An Illinois school district has confirmed to the Freedom From Religion Foundation that its staff members will not remain involved in a school gospel choir.
FFRF initially contacted the Oak Park and River Forest High School (the only school in Oak Park and River Forest District 200) in December after a local community member informed the organization that there was a gospel choir at the school being led by the school's outreach coordinator.
"It is wholly inappropriate for a public school to teach its students songs of Christian worship," FFRF Legal Fellow Ryan Jayne wrote to Interim Superintendent Joylynn Pruitt-Adams. "It is well settled that public schools may not advance or endorse religion. Federal courts have used public school gospel choirs as an example of an obviously religious activity that the school may not endorse. The problem is not solved by making participation in the religious group voluntary."

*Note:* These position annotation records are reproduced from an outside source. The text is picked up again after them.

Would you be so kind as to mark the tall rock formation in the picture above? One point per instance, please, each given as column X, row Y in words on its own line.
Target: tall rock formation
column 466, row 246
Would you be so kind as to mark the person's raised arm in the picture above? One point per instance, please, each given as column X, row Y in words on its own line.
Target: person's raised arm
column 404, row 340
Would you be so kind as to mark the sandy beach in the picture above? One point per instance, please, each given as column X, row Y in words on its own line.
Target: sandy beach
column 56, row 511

The school district replied the following month with the assertion that it was "reviewing measures which ensure alignment with the guidelines and limitations" of the law. The school district told FFRF that the gospel choir would be treated as a completely student-run club.
FFRF sent a follow-up letter seeking clarification that staff members of the school district, including the school's outreach coordinator, would not participate in the choir, "as required by Section (c)(3) of the Equal Access Act ('employees or agents of the school or government are present at religious meetings only in a nonparticipatory capacity')."

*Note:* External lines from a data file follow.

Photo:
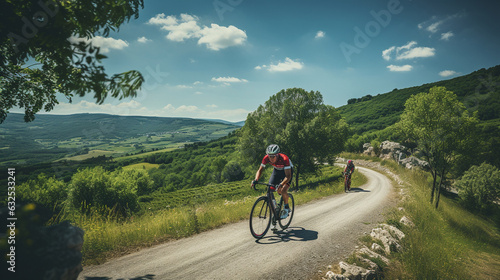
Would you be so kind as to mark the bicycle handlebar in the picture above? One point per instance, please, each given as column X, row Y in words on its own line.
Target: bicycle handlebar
column 265, row 184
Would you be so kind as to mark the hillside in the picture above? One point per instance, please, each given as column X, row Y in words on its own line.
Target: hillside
column 479, row 91
column 80, row 136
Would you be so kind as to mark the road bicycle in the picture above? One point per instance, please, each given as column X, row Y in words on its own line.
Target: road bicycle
column 266, row 211
column 347, row 181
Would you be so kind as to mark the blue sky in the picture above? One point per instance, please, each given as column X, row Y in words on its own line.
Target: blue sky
column 221, row 59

The school district's attorney confirmed in a recent response that this would indeed be the case.
FFRF is heartened by the assurance.
"While we're not against students putting together a gospel choir as a fulfilling extracurricular activity, public school staff can't be involved," says FFRF Co-President Annie Laurie Gaylor. "We're glad that the school district realized that it needs to tread carefully to avoid giving the appearance of official endorsement of such activity."
FFRF is a state/church watchdog organization with more than 26,000 members and chapters all over the country, including 800-plus and a Chicago chapter in the state of Illinois.